Na noite de 13 de abril de 1943, o Isla Gomera de 51m tinha como destino Barcelona vindo de Cartagena. Ela começou a tombar pesadamente para bombordo em condições climáticas adversas, pegou água e derramou sua carga de laranjas, afundando sem perda de vidas. A palavra espanhola para laranja é naranja, dando ao local o seu apelido de El Naranjito.

O naufrágio encontra-se a 28m da proa, a 35m do convés e atinge o fundo a 45m do fundo do mar, com uma bóia presa à proa. À medida que descíamos com visibilidade média, a temperatura no meu computador caiu de 22° para uns impressionantes 14° a 35m para mim no meu wetsuit.

Mergulhando em uma mistura padrão de 21%, também me peguei desejando nitrox à medida que nosso tempo sem descompressão passava. Os destroços estão fabulosamente intactos e nadamos pela casa do leme, passando por um dos dois porões de carga e até a meia-nau, deixando-nos apenas alguns minutos para ver tudo antes de voltar para a linha de bóias para fotos clássicas de mergulhador/proa.

As profundidades disponíveis cobrem uma série de desejos de mergulho. Diz-se que os peixes-lua visitam a linha de bóias regularmente, mas só mais tarde na viagem é que veríamos uma.

Cabo de Palos também possui uma reserva marinha fortemente protegida, cheia de vida desde garoupas, barracudas e nuvens de peixes menores, e é uma referência para as reservas marinhas espanholas. Todos com quem falamos sobre mergulho durante a nossa viagem ficaram entusiasmados com isso.
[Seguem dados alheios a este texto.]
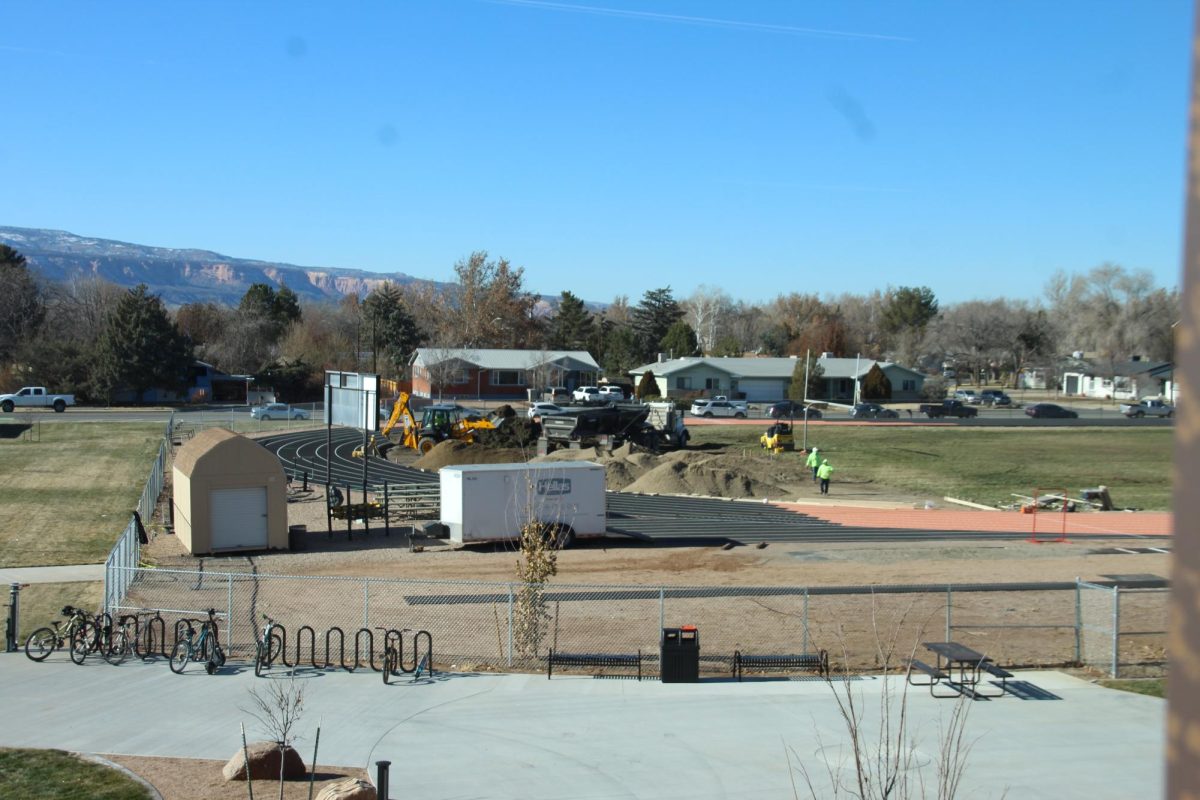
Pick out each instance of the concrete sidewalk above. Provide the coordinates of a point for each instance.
(522, 737)
(71, 573)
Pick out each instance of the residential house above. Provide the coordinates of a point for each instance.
(1129, 379)
(768, 379)
(498, 374)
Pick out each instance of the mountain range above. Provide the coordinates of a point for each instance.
(181, 276)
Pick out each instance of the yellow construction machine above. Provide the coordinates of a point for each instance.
(438, 422)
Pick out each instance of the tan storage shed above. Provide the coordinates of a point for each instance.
(229, 494)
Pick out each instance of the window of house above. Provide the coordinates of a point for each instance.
(508, 378)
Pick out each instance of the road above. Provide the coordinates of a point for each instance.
(675, 521)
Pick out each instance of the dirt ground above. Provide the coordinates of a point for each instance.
(195, 779)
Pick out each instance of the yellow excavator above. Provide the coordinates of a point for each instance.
(438, 422)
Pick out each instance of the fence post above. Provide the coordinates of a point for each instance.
(13, 625)
(1079, 624)
(1116, 631)
(805, 620)
(229, 612)
(366, 602)
(510, 624)
(949, 611)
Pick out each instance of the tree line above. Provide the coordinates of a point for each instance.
(95, 338)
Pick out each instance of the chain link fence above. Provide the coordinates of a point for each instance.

O calor seco da Espanha é uma bênção quando se tem que secar o equipamento de mergulho, e quando estávamos prontos para seguir para Benidorm tudo estava quase seco.

É essencial manter o equipamento seco sacos também, caso não haja tempo para secar o kit. Meu wetsuit e as botas adquirem um aroma interessante após mergulhos repetitivos.

A Ilha de Benidorm foi outro destino de re-visita, mas queríamos mergulhar de dia, em vez de à noite como tinha feito antes, e nesta ocasião com o centro de mergulho de Nisos.

O mergulho um dos dois começou mal, no entanto. Uma forte corrente de superfície fez com que a descida do cabo de bóia do RIB até o recife fosse um trabalho muito difícil, a visibilidade não era a que Nisos esperava e mais uma vez congelei minhas... luvas. Fiquei com pena dos proprietários dos centros de mergulho, Jessie e Jose, arrasados ​​porque seu amado local de visita não estava funcionando quando avançamos para o mergulho dois.

Agora ancorados a sotavento da ilha, com os imponentes hotéis de Benidorm como pano de fundo a uma ou duas milhas náuticas de distância, caímos em águas mornas fabulosamente límpidas até 20 m. Dois polvos se esgueiraram em buracos no fundo do mar e, quase imediatamente depois, um par de raias-águia passou voando para o azul.

As paredes íngremes da ilha pareciam uma pilha de panquecas. Descemos 10m até o fundo do mar e vimos sapatinho e lagostas, nudibrânquios e congros.

Fiquei feliz porque Jessie e Jose agora podiam exibir sua porta.

Swim-throughs oferecem aos mergulhadores a oportunidade de brincar aqui também. Depois de sair de um deles, vimos mais cinco ou seis raias-águia passando em formação, desaparecendo, mas voltando para uma segunda olhada. Jessie passou um tempo com um peixe-lua (ou pez luna em espanhol) enquanto esperava que voltássemos ao barco.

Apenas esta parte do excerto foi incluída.